Nor should we assume the Web is a less serious medium than the bound-and- printed book. Historian Miriam Posner, who wrote her dissertation on medical filmmaking, is additionally a digital historian committed to making her sources freely accessible. Fort Grant AZ std test. In 2010, Posner posted about the ethical quandary she faced when requested to collaborate with a producer at NPR's show Science Friday on a slideshow of lobotomy pictures. Neurologist Walter Freeman, who carried out more than 3,500 of the processes, photographed and filmed his patients before and after their operations.
But Posner ultimately went ahead with the Science Friday slideshow, reasoning that by simply asking viewers to take a second look at the before" pictures of patients, which Freeman presented for his own purposes as broken," she might be able to reveal that these faces include more options than Freeman ever saw." A commenter on the place of Posner wrote that he'd recently learned that his grandpa, who he'd never met, had been institutionalized and lobotomized in West Virginia. The commenter wrote: I have never seen an image of my grandfather, never, ever, and I do not care if it's a graphic of him having this done I need and merely desire to see a picture of him so MUCH. Can you tell me the best way to get to these archives?" It might have been much more difficult for the commenter to locate her, if Posner had not gone ahead with Science Friday; the link might not have been made. Std test nearby Fort Grant.
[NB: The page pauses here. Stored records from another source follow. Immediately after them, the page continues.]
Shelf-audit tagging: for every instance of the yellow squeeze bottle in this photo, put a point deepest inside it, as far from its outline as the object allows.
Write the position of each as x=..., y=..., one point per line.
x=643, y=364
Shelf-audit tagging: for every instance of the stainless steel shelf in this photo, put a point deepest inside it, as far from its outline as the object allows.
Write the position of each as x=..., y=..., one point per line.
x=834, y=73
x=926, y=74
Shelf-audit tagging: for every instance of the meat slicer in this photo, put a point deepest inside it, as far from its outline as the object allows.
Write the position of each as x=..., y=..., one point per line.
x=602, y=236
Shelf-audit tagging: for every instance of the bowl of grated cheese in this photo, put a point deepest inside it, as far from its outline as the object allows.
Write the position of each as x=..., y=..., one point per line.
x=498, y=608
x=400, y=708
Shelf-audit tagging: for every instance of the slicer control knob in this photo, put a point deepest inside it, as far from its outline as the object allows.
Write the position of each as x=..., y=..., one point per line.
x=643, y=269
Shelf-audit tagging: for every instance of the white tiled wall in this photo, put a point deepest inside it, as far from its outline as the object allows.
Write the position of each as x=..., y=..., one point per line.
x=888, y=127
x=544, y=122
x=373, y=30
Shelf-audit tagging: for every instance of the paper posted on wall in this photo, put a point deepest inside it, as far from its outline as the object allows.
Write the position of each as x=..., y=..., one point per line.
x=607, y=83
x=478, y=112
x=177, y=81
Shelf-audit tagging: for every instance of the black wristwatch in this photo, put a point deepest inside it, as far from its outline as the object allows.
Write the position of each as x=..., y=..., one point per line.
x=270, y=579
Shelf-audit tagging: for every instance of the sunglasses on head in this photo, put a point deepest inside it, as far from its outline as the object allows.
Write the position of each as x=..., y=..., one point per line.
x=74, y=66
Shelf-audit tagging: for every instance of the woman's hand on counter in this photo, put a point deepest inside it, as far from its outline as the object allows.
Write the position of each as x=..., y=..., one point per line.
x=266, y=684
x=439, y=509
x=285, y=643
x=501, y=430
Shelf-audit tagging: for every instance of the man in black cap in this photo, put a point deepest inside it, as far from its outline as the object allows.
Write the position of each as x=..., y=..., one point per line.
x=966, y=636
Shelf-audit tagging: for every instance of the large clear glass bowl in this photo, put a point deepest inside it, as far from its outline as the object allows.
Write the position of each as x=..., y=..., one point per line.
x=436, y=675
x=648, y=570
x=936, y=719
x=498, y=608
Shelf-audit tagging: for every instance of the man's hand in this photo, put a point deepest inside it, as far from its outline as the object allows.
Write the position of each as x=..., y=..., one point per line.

Finally, there is a spiritual argument for making such images available. AZ, United States std test. Even if medical images might be abused, Michael Sappol says, I really don't desire that chance to prevent these things that are actually amazing files of the human encounter from being seen. ... We can learn from them, they could redeem us in some way. They can supply us with some sort of curriculum of human suffering. ... Looking at them makes life richer and deeper." Barnett, despite his misgivings, agrees on this particular point: There is a power behind these pictures, there is a power they have over us, and we've got to accept or respect this at some point." He compares the images to a secular vanitas ," referring to the 17th century Dutch paintings of skulls and other symbols of decay that were meant to remind the viewer of human mortality. For modern viewers, Barnett says, pictures like those in the Sick Rose might remind us: This Is Actually the body, and also the end that we all come to."
Still, a vanitas demands space for contemplation---a space the Web appears ill prepared to offer. Susan Sontag's final book, Regarding the Pain of Others (2003), was composed as the Web was in the procedure for scattering pictures to the four winds. Sontag wrote that photographs of suffering might be a memento mori " and function as a still point around which to contemplate mortality. But she wondered how this might function---or fail to work---in a modern society," where space allowed for being serious is tough to come by." If she believed that about television, publications, and art galleries, one wonders what she might have made of Pinterest.